Hi,
I used to run Windows XP inside a XEN virtual machine on FC6.
Everything was perfect.
To connect to the Windows XP virtual machine, I used to run rdesktop.
Today I installed FC7 from scratch and tried to use my Windows XP virtual machine and I noticed a very strange behaviour:
All of this stuff runs on a Dell Latitude D620 laptop.
This laptop offers a touchpad, a trackpoint and of course USB ports on which I connect a 3 button wheel mice.
FC7 is up to date and all packages are at last date version, including XEN.
Now when I connect to the Windows XP virtual machine via rdesktop, after a few minutes the trackpoint and the mouse get weird: when using either the trackpoint or the mouse moving rightwards, the pointer gets "stuck" on the left border of the screen whereas I can still use the touchpad and things don't get messed up.
However, when using FC7 without XEN, I don't encounter this trouble.
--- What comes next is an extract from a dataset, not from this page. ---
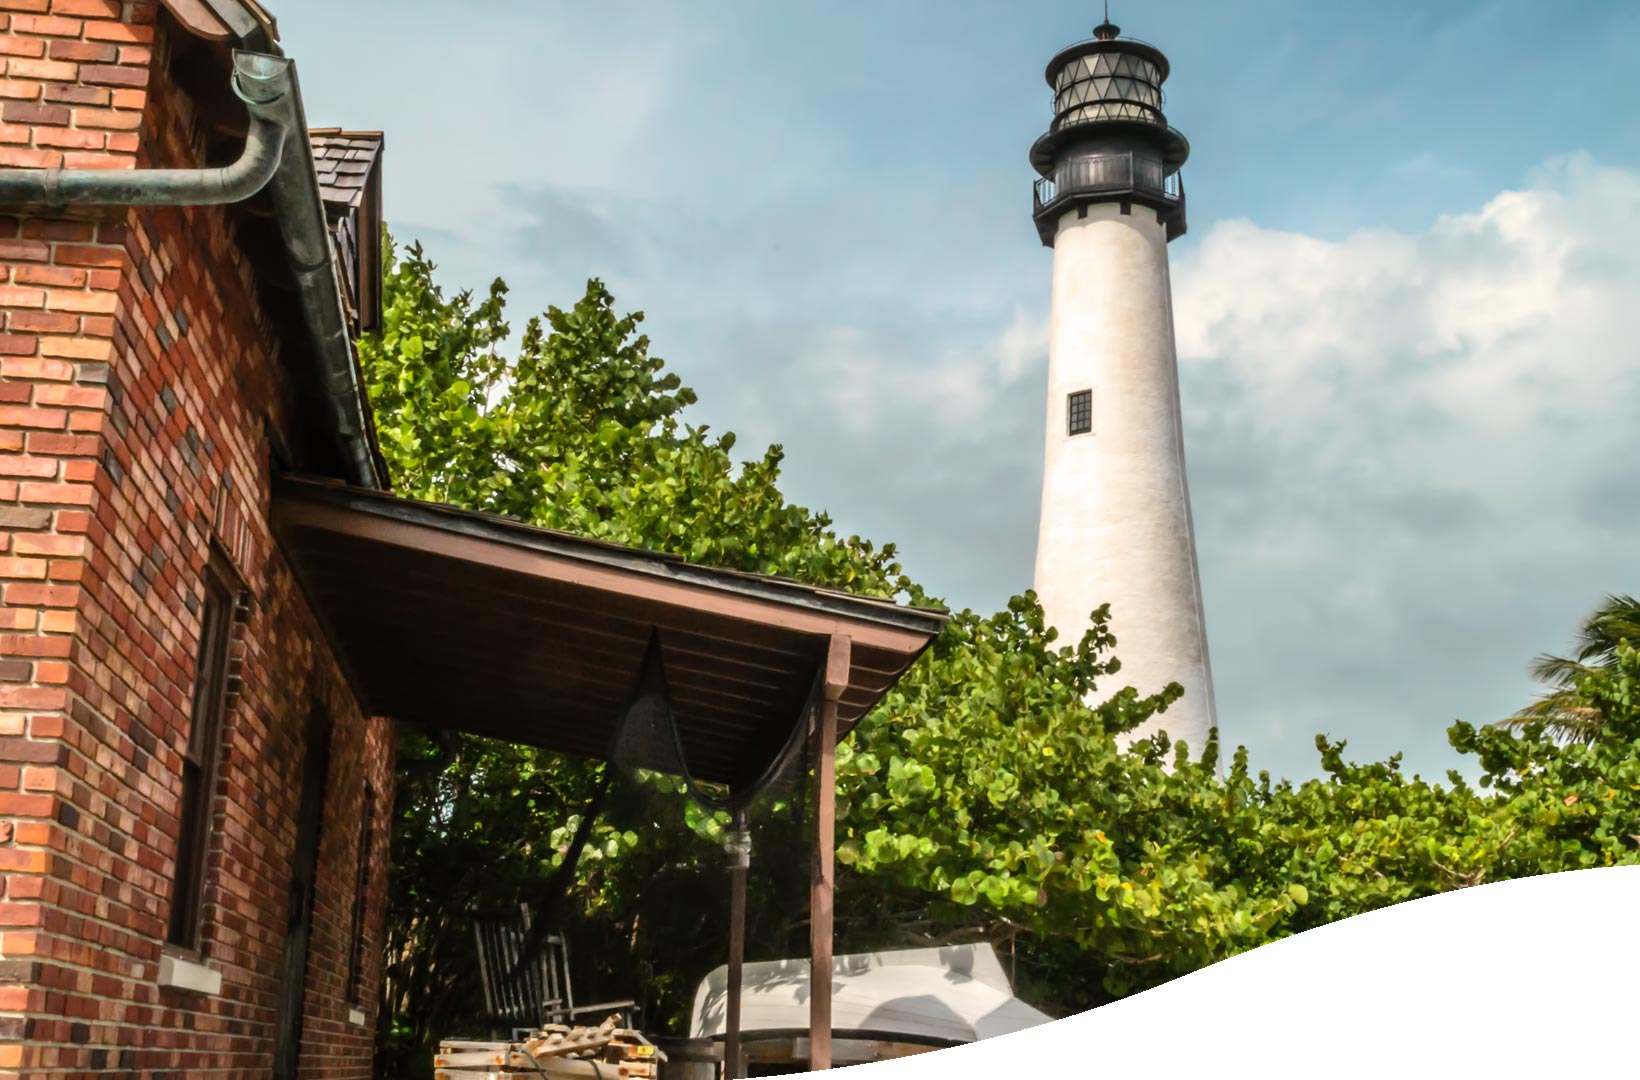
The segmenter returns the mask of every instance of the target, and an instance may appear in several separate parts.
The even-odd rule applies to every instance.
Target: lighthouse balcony
[[[1184,181],[1154,158],[1106,153],[1060,162],[1036,182],[1032,217],[1042,242],[1053,246],[1059,218],[1074,206],[1096,202],[1151,207],[1167,226],[1169,240],[1184,234]]]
Have you ever heard of such a problem?
Cheers
On Mon, Sep 17, 2007 at 06:16:49PM +0200, NoisilySilent wrote: <snip>
Now when I connect to the Windows XP virtual machine via rdesktop, after a few minutes the trackpoint and the mouse get weird: when using either the trackpoint or the mouse moving rightwards, the pointer gets "stuck" on the left border of the screen whereas I can still use the touchpad and things don't get messed up.
However, when using FC7 without XEN, I don't encounter this trouble.
Have you ever heard of such a problem?
I had this weird cursor behaviour last week, on Fedora 7. I was running a Xen kernel, also (2.6.20-2931, probably; but it could be a different version).
If I recall correctly, I didn't have any guest running at the time. It happened when I started an Eclipse-based application[1]. The cursor could be moved to the right, but only if I moved the mouse very slowly.
On my case, it was a desktop machine, so I didn't have a touchpad, just an USB mouse.
However, I didn't manage to reproduce the problem today. Is it easily reproducible, on your case?
[1] It was a IDE from QNX I had just installed for testing.